Thrombin is a central enzyme in hemostasis, exerting potent procoagulant effects and activating platelets. Recently, several small molecule direct thrombin inhibitors (DTI's) with important clinical applications have been developed. Both lepirudin and argatroban are effective in treatment of heparin-induced thrombocytopenia resulting in rapid normalization of platelet counts and a reduction in thrombotic events. Because of differences in clearance mechanisms, argatroban is preferable in patients with renal insufficiency and lepirudin if there is hepatic impairment. DTI's have also been evaluated in treatment of venous thromboembolism. Small studies with recombinant hirudin have shown promise. Ximelagatran is a new DTI in late-stage clinical trials with advantages for treatment of venous thromboembolism including oral administration and fixed dosing, making it convenient for long-term treatment. A Phase III trial demonstrated that ximelagatran was superior to placebo for preventing recurrent thrombosis in patients who had undergone six months of standard anticoagulant therapy for venous thromboembolism. Another large trial compared ximelagatran to standard treatment with enoxaparin and warfarin for treatment of symptomatic deep vein thrombosis in a Phase III trial of 2,528 patients. The results showed that ximelagatran administered twice daily was as effective as standard treatment in preventing recurrence with no increase in bleeding complications. Ximelagatran has also been evaluated in two Phase III trials in patients with atrial fibrillation. The primary analysis of both showed that ximelagatran was non-inferior to warfarin for preventing stroke and other embolic events with no increase in bleeding complications. Unexpectedly, elevated serum transaminase levels were observed in 5-10% of patients receiving ximelagatran for over 1 month, and routine monitoring may be necessary. The introduction of DTIs represents an important advance in treatment of heparin-induced thrombocytopenia. The oral direct thrombin inhibitor, ximelagatran, shows promise in providing simplified, effective therapy for venous thromboembolism and atrial fibrillation.

摘要

凝血酶是止血过程中的核心酶,具有强大的促凝血作用并能激活血小板。最近,已开发出几种具有重要临床应用价值的小分子直接凝血酶抑制剂(DTI)。

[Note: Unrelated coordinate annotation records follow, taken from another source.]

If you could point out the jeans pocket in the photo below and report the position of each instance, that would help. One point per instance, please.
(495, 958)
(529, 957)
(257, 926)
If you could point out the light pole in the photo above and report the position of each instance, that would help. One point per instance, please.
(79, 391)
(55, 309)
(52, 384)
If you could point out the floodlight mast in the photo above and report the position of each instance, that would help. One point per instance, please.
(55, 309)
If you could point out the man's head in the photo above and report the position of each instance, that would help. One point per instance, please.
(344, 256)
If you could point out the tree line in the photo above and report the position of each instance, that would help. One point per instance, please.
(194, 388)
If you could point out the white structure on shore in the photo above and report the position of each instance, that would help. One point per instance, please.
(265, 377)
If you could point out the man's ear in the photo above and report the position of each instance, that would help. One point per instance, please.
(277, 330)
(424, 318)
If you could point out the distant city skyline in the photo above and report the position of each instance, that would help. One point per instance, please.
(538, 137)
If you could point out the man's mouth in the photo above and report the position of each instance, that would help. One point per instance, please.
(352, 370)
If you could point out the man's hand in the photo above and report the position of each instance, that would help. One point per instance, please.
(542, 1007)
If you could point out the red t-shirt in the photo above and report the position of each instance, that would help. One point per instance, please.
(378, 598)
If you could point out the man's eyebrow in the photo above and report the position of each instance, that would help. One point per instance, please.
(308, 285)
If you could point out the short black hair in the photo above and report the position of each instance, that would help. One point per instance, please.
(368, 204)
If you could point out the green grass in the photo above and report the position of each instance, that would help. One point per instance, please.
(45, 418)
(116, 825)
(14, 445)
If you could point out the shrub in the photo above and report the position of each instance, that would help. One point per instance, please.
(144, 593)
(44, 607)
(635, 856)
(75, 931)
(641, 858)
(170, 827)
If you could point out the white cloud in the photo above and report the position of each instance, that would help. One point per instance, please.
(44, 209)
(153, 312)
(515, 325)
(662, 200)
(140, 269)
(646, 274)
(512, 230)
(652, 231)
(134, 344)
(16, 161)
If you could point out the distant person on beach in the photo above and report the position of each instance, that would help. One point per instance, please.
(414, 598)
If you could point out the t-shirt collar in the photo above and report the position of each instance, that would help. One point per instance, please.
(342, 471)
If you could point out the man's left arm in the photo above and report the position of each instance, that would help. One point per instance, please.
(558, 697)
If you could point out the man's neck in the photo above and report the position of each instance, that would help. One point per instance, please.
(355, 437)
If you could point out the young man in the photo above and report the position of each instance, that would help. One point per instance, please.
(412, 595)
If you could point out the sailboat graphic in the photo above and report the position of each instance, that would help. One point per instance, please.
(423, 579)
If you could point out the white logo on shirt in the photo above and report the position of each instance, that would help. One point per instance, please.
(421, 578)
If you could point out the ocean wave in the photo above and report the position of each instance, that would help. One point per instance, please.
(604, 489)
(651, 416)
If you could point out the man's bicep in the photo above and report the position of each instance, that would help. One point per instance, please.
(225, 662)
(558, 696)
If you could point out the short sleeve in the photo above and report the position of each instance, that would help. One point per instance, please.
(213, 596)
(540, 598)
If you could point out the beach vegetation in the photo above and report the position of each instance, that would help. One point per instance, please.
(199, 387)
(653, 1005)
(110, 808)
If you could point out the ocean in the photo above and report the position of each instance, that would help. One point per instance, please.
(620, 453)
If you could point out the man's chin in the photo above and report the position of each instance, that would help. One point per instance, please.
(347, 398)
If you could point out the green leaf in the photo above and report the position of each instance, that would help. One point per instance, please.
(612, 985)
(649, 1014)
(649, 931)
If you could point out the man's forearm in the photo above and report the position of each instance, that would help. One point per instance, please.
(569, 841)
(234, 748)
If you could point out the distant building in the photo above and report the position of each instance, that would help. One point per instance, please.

来匹卢定和阿加曲班在治疗肝素诱导的血小板减少症方面均有效,可使血小板计数迅速恢复正常并减少血栓形成事件。由于清除机制不同,对于肾功能不全患者,阿加曲班更适用;而对于肝功能损害患者,来匹卢定更合适。DTI也已在静脉血栓栓塞症的治疗中进行了评估。关于重组水蛭素的小型研究已显示出前景。希美加群是一种处于后期临床试验阶段的新型DTI,在治疗静脉血栓栓塞症方面具有优势,包括口服给药和固定剂量,这使其便于长期治疗。一项III期试验表明,在接受了6个月标准抗凝治疗的静脉血栓栓塞症患者中,希美加群在预防复发性血栓形成方面优于安慰剂。另一项大型试验在一项有2528名患者参与的III期试验中,将希美加群与依诺肝素和华法林的标准治疗方案用于治疗有症状的深静脉血栓形成进行了比较。结果表明,每日服用两次希美加群在预防复发方面与标准治疗同样有效,且出血并发症未增加。希美加群还在两项针对房颤患者的III期试验中进行了评估。两项试验的初步分析均表明,希美加群在预防中风和其他栓塞事件方面不劣于华法林,且出血并发症未增加。出乎意料的是,在接受希美加群治疗超过1个月的患者中,有5% - 10%观察到血清转氨酶水平升高,可能需要进行常规监测。DTI的引入代表了肝素诱导的血小板减少症治疗方面的一项重要进展。口服直接凝血酶抑制剂希美加群在为静脉血栓栓塞症和房颤提供简化、有效治疗方面显示出前景。